For the first few weeks the War meant to Dorothea, not bleeding wounds and death, but just these train-loads of refugees—just this one incredible spectacle of Belgium pouring itself into Cannon Street Station. Her clear hard mind tried and failed to grasp the sequences of which the final act was the daily unloading of tons of men, women and children on Cannon Street platform. Yesterday they were staggering under those bundles along their straight, flat roads between the everlasting rows of poplars; their towns and villages flamed and smoked behind them; some of them, goaded like tired cattle, had felt German bayonets at their backs—yesterday. And this morning they were here, brave and gay, smiling at Dorothea as she carried their sick on her stretcher and their small children in her arms.
And they were still proud of themselves.
A little girl tripped along the platform, carrying in one hand a large pasteboard box covered with black oilcloth, and in the other a cage with a goldfinch in it. She looked back at Dorothea and smiled, proud of herself because she had saved her goldfinch. A Belgium boy carried a paralyzed old man on his shoulders. He grinned at Dorothea, proud of himself because he had saved his grandfather. A young Flemish peasant woman pushed back the shawl that covered her baby’s face to show her how pretty he was; she laughed because she had borne him and saved him.
And there were terrible things significant of yesterday. Women and girls idiotic with outrage and grief. A young man lamed in trying to throw himself into a moving train because he thought his lost mother was in it. The ring screening the agony of a woman giving birth to her child on the platform. A death in the train; stiff, upturned feet at the end of a stretcher that the police-ambulance carried away.

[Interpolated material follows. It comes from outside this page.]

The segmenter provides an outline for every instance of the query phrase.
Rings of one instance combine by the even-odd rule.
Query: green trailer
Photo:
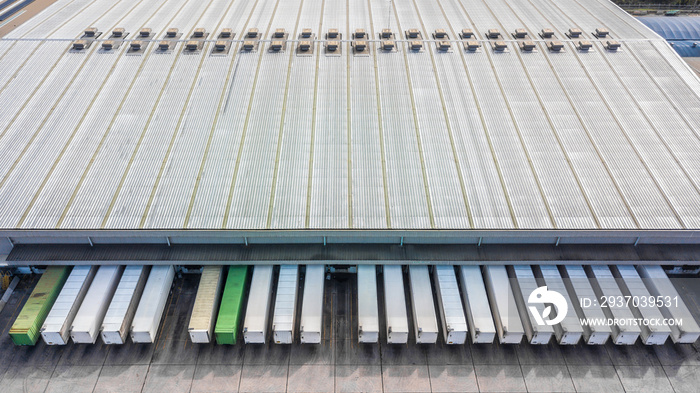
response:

And as Dorothea drove her car-loads of refugees day after day in perfect safety, she sickened with impatience and disgust. Safety was hard and bitter to her. Her hidden self was unsatisfied; it had a monstrous longing. It wanted to go where the guns sounded and the shells burst, and the villages flamed and smoked; to go along the straight, flat roads between the poplars where the refugees had gone, so that her nerves and flesh should know and feel their suffering and their danger. She was not feeling anything now except the shame of her immunity.
She thought: “I can’t look at a Belgian woman without wishing I were dead. I shall have no peace till I’ve gone.”
Her surface self was purely practical. She thought: “If I were in Belgium I could get them out of it quicker than they could walk.”
Dorothea could bring all her mind to bear on her Belgians, because it was at ease about her own people. They, at any rate, were safe. Her father and poor Don were out of it. Michael was not in it—yet; though of course he would be in it some time. She tried not to think too much about Michael. Nicky was safe for the next six months. And Frank was safe. Frank was training recruits. He had told her he might be kept indefinitely at that infernal job. But for that he would be fighting now. He wanted her to be sorry for him; and she was sorry for him. And she was glad too.